Butt. Kicked.

sick Marlo

I’M ALIVE! ALIVE! I was doubtful that I was going to be able to say that yesterday afternoon after watching Marlo alone for four straight days, and then last night… oh god. I wouldn’t describe what I did as sobbing because that word doesn’t pack enough punch. Is there a level of crying that comes after sobbing? Howling? Waterfalling? Recreating that one scene in the bible where the bearded dude has to build the boat?

Wait. Didn’t every dude in the bible have a beard?

Marlo’s illness just got worse and worse over the weekend, to the point that this is what she was doing for hours and hours and hours (and hours, just so you get the point) (also, I don’t pick her up here because that’s the exact opposite of what she wants):

Yes, I know, it’s cruel of me to have recorded that for the sole purpose of sneaking into her room when she’s fifteen and playing it at 4:30 AM while I laugh maniacally. Because that’s what time she woke up on both Saturday and Sunday. I could have left her in her crib until a more civilized time, I suppose, but wouldn’t that have been cruel? Instead, I quietly tiptoed to her room, swung open the door and yelled BOO!

It’s October. What?

At one point I tried distracting her with some sharp tools in the mud room, and she stopped crying and became engaged enough in the danger that I was able to sit on the floor to browse the Internet on my phone. I saw her slip out of the room from the corner of my eye, and I let her wander into the living room knowing that we have removed anything potentially dangerous to a baby from every surface. No, seriously. Our living room looks like a prison cell. My mom walked in and was all, why is there a poster of Rita Hayworth on the wall?

Trust me, we hung it high enough so that Marlo couldn’t reach it, rip it off the wall and and roll it into a bat to beat Coco.

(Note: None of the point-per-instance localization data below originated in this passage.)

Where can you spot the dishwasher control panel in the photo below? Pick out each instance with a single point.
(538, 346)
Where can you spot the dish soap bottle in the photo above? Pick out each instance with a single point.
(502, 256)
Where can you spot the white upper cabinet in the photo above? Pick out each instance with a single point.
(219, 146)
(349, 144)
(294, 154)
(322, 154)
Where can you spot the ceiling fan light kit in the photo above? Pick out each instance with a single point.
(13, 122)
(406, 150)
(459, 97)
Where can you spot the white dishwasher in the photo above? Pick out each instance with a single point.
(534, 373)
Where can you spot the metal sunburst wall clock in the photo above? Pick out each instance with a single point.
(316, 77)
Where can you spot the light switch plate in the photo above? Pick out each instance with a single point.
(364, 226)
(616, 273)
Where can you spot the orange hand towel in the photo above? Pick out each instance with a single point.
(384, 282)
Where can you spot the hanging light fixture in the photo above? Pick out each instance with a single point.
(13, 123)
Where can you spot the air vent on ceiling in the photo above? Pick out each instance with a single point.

Suddenly, three silent minutes had passed, and as every parent of a mobile child knows silence is NEVER a good thing unless Benadryl is involved. So I ran into the living room to find her perched on the couch waiting for me, the TV remote in one hand, the cable remote in the other. And when she saw me she waved both remotes and snickered because she knew she was being evil.

That is some sick shit.

My child has cold sores all over her mouth, red bumps covering her face, a fever, AND RINGWORM. And still she has the energy to find something she knows she’s not supposed get into.

HOW HAVE YOU PARENTS OF BOYS BEEN DOING THIS?